L’Afrique devient une priorité diplomatique croissante pour le Maroc. Elle présente autant d’opportunités (économiques, politiques) que de facteurs de risque (trafics de drogue, réseaux terroristes trans-sahéliens, migrations). Les divisions africaines sur la question du Sahara occidental fragilisent par ailleurs la position du Maroc dans cet ensemble régional. Ce dernier n’a d’ailleurs pas réintégré l’Union africaine depuis son retrait de cette organisation en 1984, en protestation de l’admission de la République arabe sahraouie démocratique en son sein.

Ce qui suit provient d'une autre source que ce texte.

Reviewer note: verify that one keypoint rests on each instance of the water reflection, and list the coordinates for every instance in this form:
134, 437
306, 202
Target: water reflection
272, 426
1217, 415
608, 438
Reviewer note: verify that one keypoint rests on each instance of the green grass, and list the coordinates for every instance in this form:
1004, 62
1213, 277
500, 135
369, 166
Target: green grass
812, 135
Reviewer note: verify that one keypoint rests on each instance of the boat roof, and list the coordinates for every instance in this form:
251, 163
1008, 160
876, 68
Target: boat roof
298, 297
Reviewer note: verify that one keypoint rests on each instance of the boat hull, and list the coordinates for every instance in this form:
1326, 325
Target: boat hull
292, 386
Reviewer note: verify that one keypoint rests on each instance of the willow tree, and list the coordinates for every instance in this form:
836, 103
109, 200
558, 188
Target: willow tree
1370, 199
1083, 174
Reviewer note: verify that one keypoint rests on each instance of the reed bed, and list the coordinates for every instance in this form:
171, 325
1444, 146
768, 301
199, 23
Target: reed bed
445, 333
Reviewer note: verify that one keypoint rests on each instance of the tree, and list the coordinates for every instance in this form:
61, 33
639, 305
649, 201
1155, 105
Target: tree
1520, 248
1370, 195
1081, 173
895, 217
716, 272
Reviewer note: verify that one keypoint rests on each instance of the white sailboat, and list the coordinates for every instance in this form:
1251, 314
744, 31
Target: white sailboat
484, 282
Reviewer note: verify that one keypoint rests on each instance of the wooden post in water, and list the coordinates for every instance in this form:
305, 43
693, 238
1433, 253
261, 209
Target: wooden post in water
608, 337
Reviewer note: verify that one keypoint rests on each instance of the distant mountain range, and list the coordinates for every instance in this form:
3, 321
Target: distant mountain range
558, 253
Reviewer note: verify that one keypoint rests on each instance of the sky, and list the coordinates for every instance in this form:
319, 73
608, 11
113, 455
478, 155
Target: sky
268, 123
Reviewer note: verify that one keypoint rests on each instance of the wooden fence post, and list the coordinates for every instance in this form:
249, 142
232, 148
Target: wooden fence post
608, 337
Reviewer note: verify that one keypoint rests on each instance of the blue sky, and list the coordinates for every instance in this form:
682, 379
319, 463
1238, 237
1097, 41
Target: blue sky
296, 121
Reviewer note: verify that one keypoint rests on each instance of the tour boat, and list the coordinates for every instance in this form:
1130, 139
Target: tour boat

Le Maroc entretient par ailleurs un dialogue politique régulier avec les Etats-Unis, avec lesquels il a conclu un accord de libre-échange qui est entré en vigueur en 2006. Les Etats-Unis et le Maroc entretiennent un dialogue stratégique, le Maroc étant un « allié non-OTAN majeur ». La deuxième session du dialogue stratégique bilatéral s’est tenue les 4 et 5 avril 2014 en présence du Secrétaire d’Etat américain. En outre, Washington apporte sonsoutien au Maroc dans un contexte saharo-sahélien fragilisé par la menace d’Al Qaïda au Maghreb islamique. Le Maroc bénéficie du fonds américain pour le développement (Millenium Challenge Corporation) et a accueilli les première (2004) et cinquième (2009) éditions du Forum pour l’Avenir, dans le cadre de l’initiative américaine du « BMENA ». Le Roi Mohammed VI a été reçu par le président Obama à Washington en novembre 2013.

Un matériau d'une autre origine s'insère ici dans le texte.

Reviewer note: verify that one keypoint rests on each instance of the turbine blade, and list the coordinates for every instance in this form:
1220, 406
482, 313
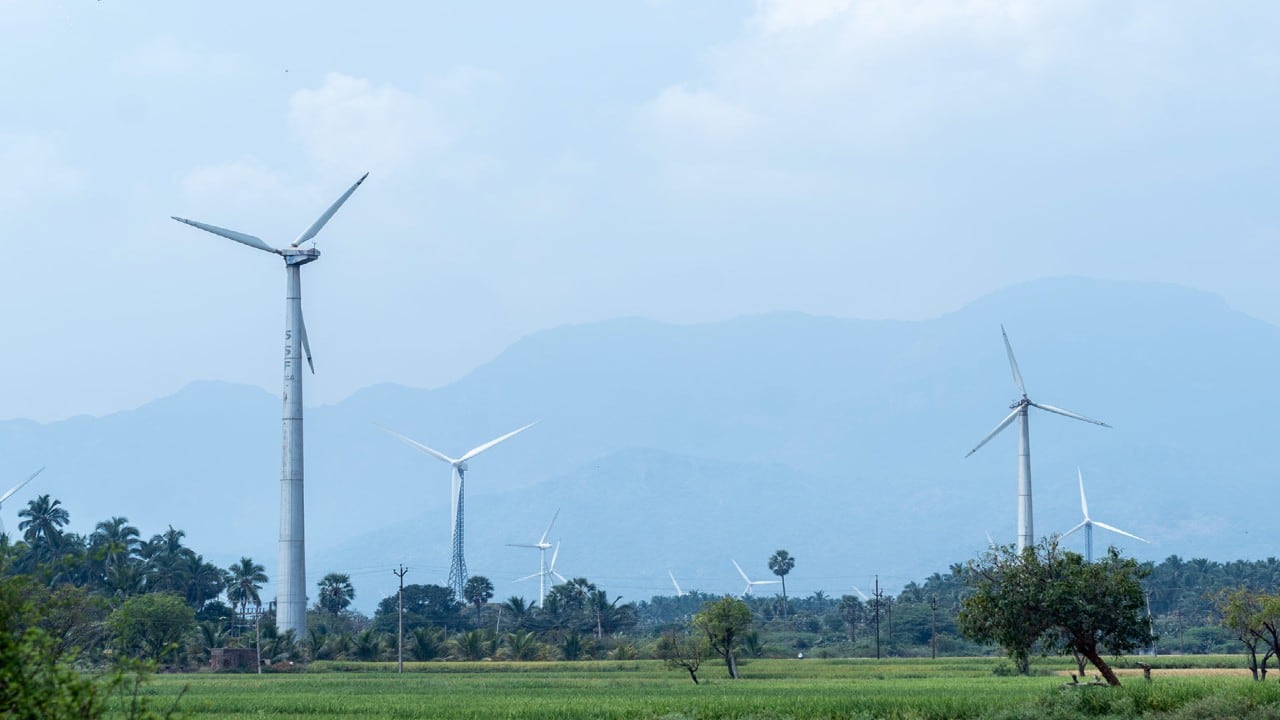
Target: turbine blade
306, 343
19, 486
995, 432
475, 451
1084, 504
1114, 529
1069, 414
543, 540
430, 451
231, 235
1013, 361
315, 227
1083, 523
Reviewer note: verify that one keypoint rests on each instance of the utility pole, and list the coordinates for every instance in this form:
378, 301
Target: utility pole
400, 641
878, 597
933, 636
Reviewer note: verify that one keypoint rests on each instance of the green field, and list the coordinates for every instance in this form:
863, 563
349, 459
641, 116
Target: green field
773, 689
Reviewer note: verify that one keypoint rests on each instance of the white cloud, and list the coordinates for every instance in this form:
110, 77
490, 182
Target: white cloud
702, 114
350, 126
36, 171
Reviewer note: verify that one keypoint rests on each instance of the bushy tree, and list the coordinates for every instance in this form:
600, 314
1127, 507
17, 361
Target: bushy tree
1056, 598
723, 623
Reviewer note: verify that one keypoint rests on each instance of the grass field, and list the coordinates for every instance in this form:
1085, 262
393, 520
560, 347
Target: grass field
772, 689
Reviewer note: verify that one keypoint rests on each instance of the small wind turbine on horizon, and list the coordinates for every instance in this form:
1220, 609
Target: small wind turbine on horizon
16, 488
1025, 529
543, 546
544, 574
750, 583
679, 592
458, 565
291, 607
1088, 523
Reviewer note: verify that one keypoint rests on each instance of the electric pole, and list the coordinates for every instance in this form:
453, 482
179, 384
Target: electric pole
400, 641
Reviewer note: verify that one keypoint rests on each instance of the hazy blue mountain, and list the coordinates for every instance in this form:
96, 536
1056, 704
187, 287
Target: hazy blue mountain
682, 446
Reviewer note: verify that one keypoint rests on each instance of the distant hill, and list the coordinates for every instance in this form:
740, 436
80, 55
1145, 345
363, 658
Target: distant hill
682, 446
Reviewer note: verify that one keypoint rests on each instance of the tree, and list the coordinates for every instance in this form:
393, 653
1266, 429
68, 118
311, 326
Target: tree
679, 650
780, 564
478, 591
336, 593
723, 621
1054, 597
246, 579
151, 625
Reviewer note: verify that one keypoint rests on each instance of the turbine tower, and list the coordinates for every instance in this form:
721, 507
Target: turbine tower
16, 488
1025, 531
750, 583
1088, 523
543, 546
291, 609
458, 565
543, 574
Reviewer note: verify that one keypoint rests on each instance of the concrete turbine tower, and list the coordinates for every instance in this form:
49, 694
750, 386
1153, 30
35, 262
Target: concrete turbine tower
1089, 523
1025, 531
458, 565
291, 607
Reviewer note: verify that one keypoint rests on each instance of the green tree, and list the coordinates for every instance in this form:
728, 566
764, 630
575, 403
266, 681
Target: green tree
780, 564
478, 591
723, 623
1054, 597
336, 593
245, 579
682, 651
151, 625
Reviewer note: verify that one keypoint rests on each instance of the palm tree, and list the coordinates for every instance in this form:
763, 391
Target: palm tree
336, 593
44, 522
781, 563
246, 579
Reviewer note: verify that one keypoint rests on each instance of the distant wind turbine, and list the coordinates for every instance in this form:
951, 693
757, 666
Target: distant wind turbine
291, 609
1088, 523
458, 565
16, 488
543, 546
545, 573
750, 583
1025, 531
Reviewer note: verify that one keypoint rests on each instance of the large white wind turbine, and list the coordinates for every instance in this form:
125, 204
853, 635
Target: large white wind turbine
1025, 531
16, 488
545, 573
458, 565
1088, 523
750, 583
543, 546
291, 609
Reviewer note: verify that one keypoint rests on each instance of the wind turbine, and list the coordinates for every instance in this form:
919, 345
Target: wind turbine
750, 583
291, 609
679, 592
543, 546
16, 488
545, 572
1088, 523
458, 565
1025, 531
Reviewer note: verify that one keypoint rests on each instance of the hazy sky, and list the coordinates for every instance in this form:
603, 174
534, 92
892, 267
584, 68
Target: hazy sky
544, 163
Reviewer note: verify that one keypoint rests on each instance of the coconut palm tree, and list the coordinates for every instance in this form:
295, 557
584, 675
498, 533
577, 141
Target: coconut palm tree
780, 564
336, 593
44, 522
246, 579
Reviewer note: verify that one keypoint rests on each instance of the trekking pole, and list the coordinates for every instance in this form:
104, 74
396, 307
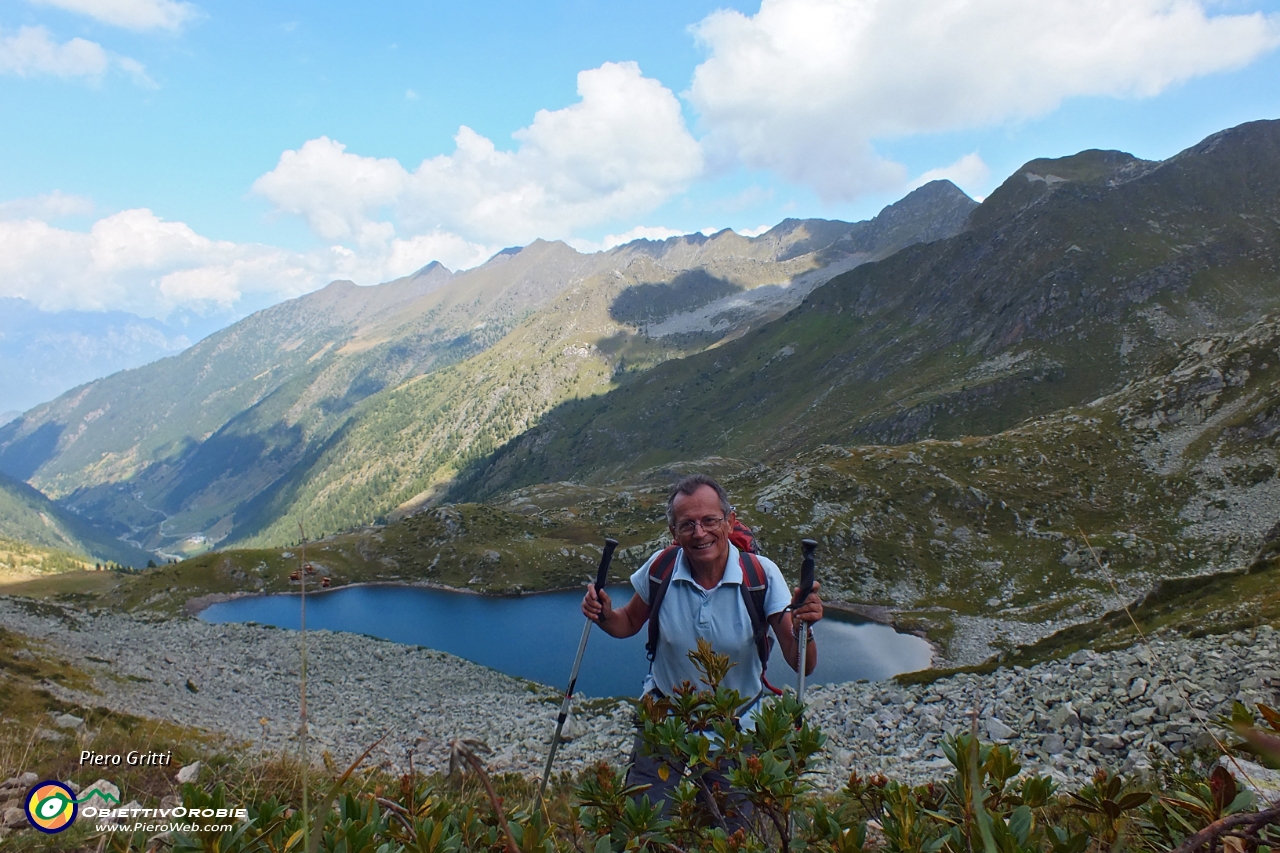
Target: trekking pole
805, 588
609, 544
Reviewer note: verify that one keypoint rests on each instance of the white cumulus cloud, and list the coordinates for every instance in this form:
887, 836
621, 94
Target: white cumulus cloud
621, 150
131, 14
50, 205
804, 87
969, 173
33, 51
136, 261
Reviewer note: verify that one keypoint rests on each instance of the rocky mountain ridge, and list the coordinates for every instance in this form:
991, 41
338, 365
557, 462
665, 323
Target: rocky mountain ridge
1057, 292
214, 443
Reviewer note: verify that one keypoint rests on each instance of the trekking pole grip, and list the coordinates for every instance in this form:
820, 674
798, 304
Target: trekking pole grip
603, 574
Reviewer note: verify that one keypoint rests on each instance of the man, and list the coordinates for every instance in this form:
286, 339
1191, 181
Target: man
704, 601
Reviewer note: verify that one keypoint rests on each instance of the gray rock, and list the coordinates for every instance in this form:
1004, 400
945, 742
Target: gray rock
1142, 717
68, 721
108, 794
21, 780
997, 730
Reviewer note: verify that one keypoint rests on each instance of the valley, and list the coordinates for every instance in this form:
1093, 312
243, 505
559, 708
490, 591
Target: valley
1000, 422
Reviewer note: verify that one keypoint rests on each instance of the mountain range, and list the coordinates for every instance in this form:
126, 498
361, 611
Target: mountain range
992, 415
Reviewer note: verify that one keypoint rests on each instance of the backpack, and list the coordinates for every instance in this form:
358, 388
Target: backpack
755, 585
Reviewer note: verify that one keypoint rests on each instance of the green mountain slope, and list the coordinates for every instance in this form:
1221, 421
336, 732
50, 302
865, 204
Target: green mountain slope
28, 516
407, 443
1072, 277
984, 541
216, 442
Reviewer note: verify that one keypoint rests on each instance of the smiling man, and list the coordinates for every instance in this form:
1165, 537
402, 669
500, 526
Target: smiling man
703, 589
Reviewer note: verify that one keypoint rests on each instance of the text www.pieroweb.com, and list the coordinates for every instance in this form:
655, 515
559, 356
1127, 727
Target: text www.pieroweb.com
170, 820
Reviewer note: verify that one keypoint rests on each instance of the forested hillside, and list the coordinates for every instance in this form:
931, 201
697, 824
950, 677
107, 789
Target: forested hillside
225, 439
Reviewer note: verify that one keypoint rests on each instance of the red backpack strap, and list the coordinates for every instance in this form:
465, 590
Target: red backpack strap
755, 587
661, 571
743, 538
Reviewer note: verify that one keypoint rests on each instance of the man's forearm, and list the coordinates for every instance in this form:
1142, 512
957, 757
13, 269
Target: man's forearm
618, 623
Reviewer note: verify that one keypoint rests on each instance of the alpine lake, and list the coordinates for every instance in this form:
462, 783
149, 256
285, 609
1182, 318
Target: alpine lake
535, 637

Le Maroc a renforcé ses liens avec les pays du Golfe en acceptant en mai 2011 un statut de partenaire du CCEAG, dont un soutien financier en faveur du Maroc de 5 milliards de dollars sur cinq ans a été annoncé pour la période 2012-2016. Le Maroc a par ailleurs confirmé en mars 2015 sa participation militaire à la coalition emmenée par l’Arabie saoudite en "soutien" au président du Yémen, Abd Rabbo Mansour Hadi, par le biais de ses forces aériennes stationnées aux Emirats arabes unis.

Le Maroc a co-parrainé toutes les résolutions sur la Syrie présentées à l’AGNU, puis présenté en janvier 2012 un projet de résolution au conseil de sécurité au nom de la Ligue arabe. Le Maroc est membre du groupe des amis du peuple syrien et du « core group » dont il a accueilli une réunion le 12 décembre 2012 à Marrakech.

Rabat cherche à développer une influence multiforme (économique, coopération, religieuse, militaire) sur le continent africain, afin de compenser le relatif isolement dû à son absence de l’UA. Le roi Mohamed VI a effectué du 20 mai au 9 juin une tournée régionale en Afrique qui a commencé à Dakar et s’est achevée à Libreville. Par un dahir publié au le 25 juin au Bulletin officiel, le Roi a établi une nouvelle « Fondation Mohammed VI des Oulémas africains » visant à former les imams de la région.

Avec l’UE, le Maroc dispose depuis le « statut avancé » de 2008 du partenariat le plus approfondi existant entre l’UE et un Etat tiers. La treizième session du conseil d’association UE - Maroc s’est tenue à Bruxelles le 14 décembre 2015. Lors de cette session, l’UE a confirmé son engagement envers le partenariat avec le Maroc, qui joue un rôle clé au sein du voisinage sud. L’UE souhaite, dans le cadre de la révision de la politique européenne de voisinage, renforcer et élargir sa coopération avec le Maroc sur la base des valeurs communes, que sont la Démocratie, l’Etat de droit et les libertés fondamentales. Le conseil d’Association a permis à l’UE de passer en revue les domaines d’intérêts communs importants dans lesquels l’UE coopère avec le Maroc, y compris la migration, la sécurité et la lutte contre le terrorisme. Le conseil d’association a donné aussi l’occasion d’échanger, à haut niveau politique, sur les nombreuses questions régionales d’intérêt commun telles que l’intégration régionale, la Libye, la Syrie et le Sahel.